Strategy is an important aspect of planning an estate. One of the most important aspects of estate planning strategy is planning for tax liabilities in Florida or in any other state. Lawmakers recently passed the American Tax Relief Act of 2012 (ATRA) which has resulted in significant changes in strategies for tax planning for estates. Luckily, many of the changes are beneficial for those planning their estates as long as they alter their strategies to take advantage of these beneficial provisions.
The ATRA set the limit for the estate, GST and gift tax rate at $5 million which is indexed for 2011 inflation figures. This amounts to tax exemptions for amounts below $5,250,000, meaning the estates are only taxable beginning at this amount of assets. Therefore, gifts made from a person’s estate are exempt up to $5.25 million. Also, the tax rate is permanently set at 40 percent.
Another advantage of the ATRA is the extension of the 2010 portability provision which enables spouses to transfer unused estate tax exclusions to a surviving spouse after the death of one spouse. Many people have not considered this in their estate plans because it was unclear whether this provision would be continued after its two year sunset provision. However, the ATRA has made this provision permanent, which could affect many people’s strategies for estate planning.

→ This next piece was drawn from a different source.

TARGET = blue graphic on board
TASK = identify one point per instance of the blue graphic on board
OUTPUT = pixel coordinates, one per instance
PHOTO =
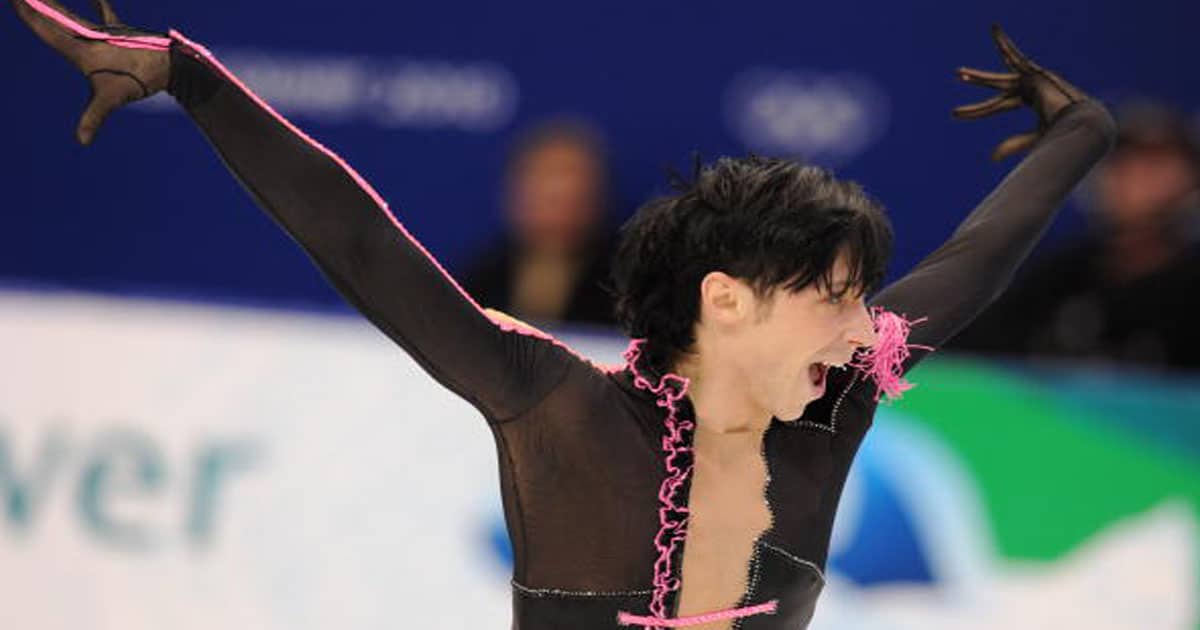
(905, 485)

Those in Florida or any other state looking to capitalize on any potential advantages the new estate planning laws have offered will need to research the new laws in order to apply it to one’s specific circumstances. Also, if there are changes which need to be made to estate planning documents one must make sure that the drafting of the new documents is done correctly. Even minor mistakes can cause an estate planning document, such as a will, to become not legally enforceable.